Il giovane Löb Strauß intuisce che un prodotto del genere possa piacere agli americani. Sono gli anni della corsa all’oro e c’è bisogno di vestire gli uomini che lavorano nelle miniere. Apre un piccolo negozio a San Francisco, diviene cittadino statunitense e si cambia nome, americanizzandolo in Levi Strauss. Muta anche il nome della stoffa che aveva portato al di là dell’Oceano: “Bleu de Gênes” diventa “Blue Jeans”, mentre “De Nimes” cambia in “Denim”. Per cucire i suoi pantaloni Levi Strauss si rivolge a un sarto, tale Jacob Davis, il quale ha un’idea fulminante: inserire dei rivetti in rame ai bordi delle tasche per rendere più duraturi i punti di maggiore stress del tessuto. Dopo un anno di esperimenti, il 20 maggio 1873 (giusto 150 anni fa) i due brevettano la loro idea con il numero di repertorio 139. È la nascita di un mito del nostro tempo.
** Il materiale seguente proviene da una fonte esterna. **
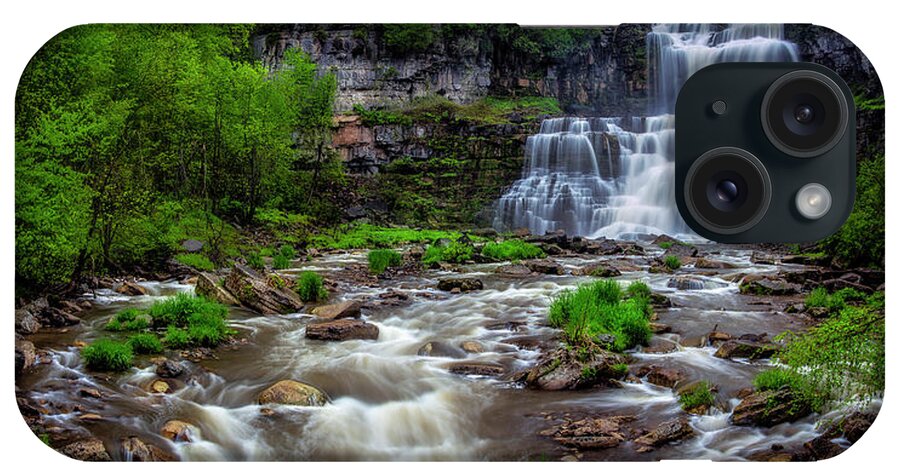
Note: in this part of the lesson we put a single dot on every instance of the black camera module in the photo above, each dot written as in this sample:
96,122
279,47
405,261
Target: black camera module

Da indumento da lavoro il jeans diviene icona. John Wayne lo rende il capo per eccellenza del cowboy mentre James Dean e Marlon Brando ne fanno il simbolo della ribellione giovanile. A metà degli anni Settanta Calvin Klein lo porta per la prima volta in passerella e, da lì in poi, anche l’alta moda inizia a produrlo in massa. Da noi un giovane Oliviero Toscani realizza nel 1973 una campagna per la marca Jesus nella quale un fondoschiena femminile con indosso un paio di short campeggia sui manifesti con la scritta «Chi mi ama mi segua», scatenando l’ira funesta del Vaticano. Il jeans entrerà in qualche modo anche nella cronaca politica. Come nel caso del socialista Bettino Craxi il quale, recatosi al Quirinale per ricevere l’incarico di formare il governo, si presenta indossando un paio di jeans sotto la giacca e la cravatta, guadagnandosi così dal presidente Sandro Pertini un invito secco: «Vai a vestirti». O come nel caso di un acceso dibattito parlamentare su una incredibile sentenza in base alla quale una donna che indossava i celebri pantaloni blu non poteva essere considerata vittima di stupro.
Sia come sia, in 150 anni quel pezzo di stoffa partito da Genova ha segnato il nostro tempo, regalandoci una splendida metafora: quella di un potenziale straccio capace invece di cambiare la propria forma sino a diventare un simbolo celebrato ovunque. Meglio che nelle favole.